Porkers & polenta with roast shallots

Recipe: Porkers & polenta with roast shallots

Posted: February 16, 2014   •   Posted in:

Serves 4 / 30 min


12 Broad Oak pork sausages, 2tbsp olive oil, 12 shallots, 300g spinach leaves, 75g butter, 4tbsp grated Parmesan,. 250g 1 minute polenta.


Heat the oven to 375F/190C/gas mark 5 and boil the kettle. Smear sausages with oil and arrange in a roasting pan with unpeeled shallots. Cook, turning halfway through, for 25 minutes or until golden brown and the shallots are very soft. Meanwhile, pour boiling water into a pan, return to the boil, add 1 tsp salt and the return to the boil for a minute.

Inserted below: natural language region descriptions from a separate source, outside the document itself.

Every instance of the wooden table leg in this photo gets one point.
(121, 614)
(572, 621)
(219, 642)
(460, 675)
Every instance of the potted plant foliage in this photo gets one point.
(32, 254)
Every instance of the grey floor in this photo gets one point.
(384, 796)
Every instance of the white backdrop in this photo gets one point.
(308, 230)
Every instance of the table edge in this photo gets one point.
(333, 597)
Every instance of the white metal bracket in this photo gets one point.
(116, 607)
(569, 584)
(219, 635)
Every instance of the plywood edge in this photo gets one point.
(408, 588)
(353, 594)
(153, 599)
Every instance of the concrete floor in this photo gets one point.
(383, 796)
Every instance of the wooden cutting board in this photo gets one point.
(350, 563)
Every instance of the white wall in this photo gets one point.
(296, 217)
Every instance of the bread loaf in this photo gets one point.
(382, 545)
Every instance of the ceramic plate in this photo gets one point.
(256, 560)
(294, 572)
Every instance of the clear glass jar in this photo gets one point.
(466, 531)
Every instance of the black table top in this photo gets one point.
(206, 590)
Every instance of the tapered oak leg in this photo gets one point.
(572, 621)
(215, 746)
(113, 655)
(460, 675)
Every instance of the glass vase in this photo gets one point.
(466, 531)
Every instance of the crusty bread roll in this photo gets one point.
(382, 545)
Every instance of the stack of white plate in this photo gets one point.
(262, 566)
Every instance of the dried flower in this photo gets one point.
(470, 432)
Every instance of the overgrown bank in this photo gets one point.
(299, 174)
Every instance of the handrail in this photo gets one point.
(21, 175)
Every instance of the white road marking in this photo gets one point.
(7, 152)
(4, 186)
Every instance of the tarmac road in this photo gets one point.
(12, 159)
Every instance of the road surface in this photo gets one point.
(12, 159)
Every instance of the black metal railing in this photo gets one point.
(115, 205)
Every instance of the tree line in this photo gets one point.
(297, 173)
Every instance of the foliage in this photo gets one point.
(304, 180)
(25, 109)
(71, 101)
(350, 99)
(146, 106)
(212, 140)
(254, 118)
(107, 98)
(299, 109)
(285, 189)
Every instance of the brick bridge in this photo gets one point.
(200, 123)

Drain and cool, then squeeze to remove excess water. When the sausages are ready, remove the skins from the shallots and keep both warm. Pour 1 litre of boiling water into a spacious pan. Add 1/2,tsp salt and return to the boil.

Add the polenta in a steady stream, reduce the heat and stir with a long wooden spoon for 1 minute as it thickens. Stir in the butter, Parmesan and a spinach. Divide between 4 warmed dinner plates and add 3 sausages and 3 shallots to eat.